迎える能力、それに応える能力
農園研修2日目、といっても研修地であるマリンドゥケ島に渡るのはこの日です。
フェリーが到着したのがお昼の1時半、宿泊施設まで車で1時間。到着したら遅めの昼食をとって、すぐに一つ目の農園を訪れる予定でした。
宿泊施設のゲートにバスが入って行くと、入口に村の小学校の子供達が着飾って並んで待っていてくれました。
農園研修者である私達を迎えてくれたのですね。
子供達が白を基調とした衣装をまといながら、フィリピンの民族言語であるタガログ語で歓迎の歌を歌ってくれました。
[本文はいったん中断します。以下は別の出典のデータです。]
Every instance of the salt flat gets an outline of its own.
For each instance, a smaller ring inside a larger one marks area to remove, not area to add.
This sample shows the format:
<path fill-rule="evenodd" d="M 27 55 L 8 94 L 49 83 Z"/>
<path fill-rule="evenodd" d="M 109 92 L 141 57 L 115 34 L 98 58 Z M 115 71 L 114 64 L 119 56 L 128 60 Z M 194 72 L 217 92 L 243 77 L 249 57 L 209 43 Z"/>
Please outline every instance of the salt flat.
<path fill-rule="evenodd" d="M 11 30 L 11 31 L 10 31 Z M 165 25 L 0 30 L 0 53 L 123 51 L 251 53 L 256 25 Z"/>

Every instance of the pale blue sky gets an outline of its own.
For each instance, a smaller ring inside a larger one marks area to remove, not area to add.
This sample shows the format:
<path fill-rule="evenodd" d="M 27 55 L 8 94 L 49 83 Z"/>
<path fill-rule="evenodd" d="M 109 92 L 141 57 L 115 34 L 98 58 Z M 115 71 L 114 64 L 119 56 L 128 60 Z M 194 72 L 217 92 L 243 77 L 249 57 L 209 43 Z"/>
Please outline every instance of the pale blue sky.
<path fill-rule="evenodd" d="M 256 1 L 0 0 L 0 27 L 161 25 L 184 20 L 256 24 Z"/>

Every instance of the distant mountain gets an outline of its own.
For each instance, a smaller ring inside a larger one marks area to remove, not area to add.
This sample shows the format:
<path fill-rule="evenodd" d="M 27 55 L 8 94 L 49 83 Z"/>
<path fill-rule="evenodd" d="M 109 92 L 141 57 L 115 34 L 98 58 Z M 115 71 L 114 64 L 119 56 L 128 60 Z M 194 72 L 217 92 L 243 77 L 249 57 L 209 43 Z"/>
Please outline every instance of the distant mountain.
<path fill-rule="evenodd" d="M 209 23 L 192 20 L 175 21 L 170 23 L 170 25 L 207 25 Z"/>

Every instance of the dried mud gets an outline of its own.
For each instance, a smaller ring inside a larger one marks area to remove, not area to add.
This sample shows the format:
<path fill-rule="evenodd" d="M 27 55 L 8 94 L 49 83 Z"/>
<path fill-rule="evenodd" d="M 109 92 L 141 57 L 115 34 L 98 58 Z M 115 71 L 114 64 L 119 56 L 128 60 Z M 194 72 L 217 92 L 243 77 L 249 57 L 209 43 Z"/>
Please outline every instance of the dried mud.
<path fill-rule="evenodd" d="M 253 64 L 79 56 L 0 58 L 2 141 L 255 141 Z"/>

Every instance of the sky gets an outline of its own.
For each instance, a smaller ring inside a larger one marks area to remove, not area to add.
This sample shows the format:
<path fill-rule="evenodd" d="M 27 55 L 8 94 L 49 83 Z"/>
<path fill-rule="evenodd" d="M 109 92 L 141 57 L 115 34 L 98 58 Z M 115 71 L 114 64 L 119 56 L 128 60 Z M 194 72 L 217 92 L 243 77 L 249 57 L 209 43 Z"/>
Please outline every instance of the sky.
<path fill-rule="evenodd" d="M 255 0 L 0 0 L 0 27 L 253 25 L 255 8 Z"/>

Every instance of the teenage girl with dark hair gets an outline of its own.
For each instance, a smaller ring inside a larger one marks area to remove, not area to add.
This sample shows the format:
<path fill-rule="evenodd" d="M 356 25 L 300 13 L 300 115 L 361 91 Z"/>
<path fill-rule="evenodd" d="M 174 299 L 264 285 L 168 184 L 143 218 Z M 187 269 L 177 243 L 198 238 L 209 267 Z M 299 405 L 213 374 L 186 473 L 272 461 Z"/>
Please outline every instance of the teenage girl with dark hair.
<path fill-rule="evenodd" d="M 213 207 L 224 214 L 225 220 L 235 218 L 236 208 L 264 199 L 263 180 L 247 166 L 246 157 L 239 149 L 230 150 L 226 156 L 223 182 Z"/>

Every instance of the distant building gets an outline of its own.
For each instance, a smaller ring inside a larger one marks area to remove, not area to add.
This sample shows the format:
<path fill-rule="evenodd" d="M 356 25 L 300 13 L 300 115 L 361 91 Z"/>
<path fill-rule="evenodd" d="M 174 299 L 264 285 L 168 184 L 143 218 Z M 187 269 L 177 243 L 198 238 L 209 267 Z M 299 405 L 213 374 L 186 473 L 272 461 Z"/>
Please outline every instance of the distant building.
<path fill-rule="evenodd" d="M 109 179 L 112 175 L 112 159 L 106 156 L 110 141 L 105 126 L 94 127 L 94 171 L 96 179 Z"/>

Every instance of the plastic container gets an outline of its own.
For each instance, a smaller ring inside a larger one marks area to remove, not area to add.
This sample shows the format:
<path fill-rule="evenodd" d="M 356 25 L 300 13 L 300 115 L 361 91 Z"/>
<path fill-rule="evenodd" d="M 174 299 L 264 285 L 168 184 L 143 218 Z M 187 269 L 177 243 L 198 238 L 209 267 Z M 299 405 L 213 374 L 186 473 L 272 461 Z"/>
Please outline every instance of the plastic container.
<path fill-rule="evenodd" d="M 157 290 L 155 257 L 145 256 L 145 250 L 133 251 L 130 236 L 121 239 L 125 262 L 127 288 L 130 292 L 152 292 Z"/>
外国からの来客に興味心ではち切れんばかりの笑顔をした子供もいれば、少し緊張した面持ちの子供もいます。数日前から日本からお客様が来るからと学校の先生から歌の練習をさせられたのかもしれませんね・・^^;
歓迎の歌が終わると、今度は農園研修の参加者達が日本からわざわざ村の子供達へと持ってきてくれた記念品や折り紙を配り始めました。すると、子供達は全員笑顔になりました。
そして、参加者が子供達へ一枚の折り紙から鶴や駒を作ってみせるとその度に歓声があがります。
「ペーパーアートだ!」
そうですね、日本人には「ただの折り紙」かもしれませんが、これを最初に見る人達には奇跡のようなマジックに映るのかもしれません。
言葉は通じなくても、相手に喜んでもらいたい、という気持ちが迎える側にも、訪問側にもあった時に、そこには暖かく密度の高い交流が生まれます。
世の中には国際的コミュニケーションの上達のために、外国語や社交術のコースはたくさんあります。しかし、そこでどれだけお金と時間をかけて学習したとしても、相手をもてなす心、そのもてなしに飛び込む心に貧しければ、本物の人間的交流は生まれないですね。
2時半の予定の昼食が3時半になり、夕暮れまでに農園訪問を終わらせられるのだろうか・・と講師の立場ではハラハラしながら、それでも子供達による歓迎という嬉しいサプライズに胸が熱くなりました。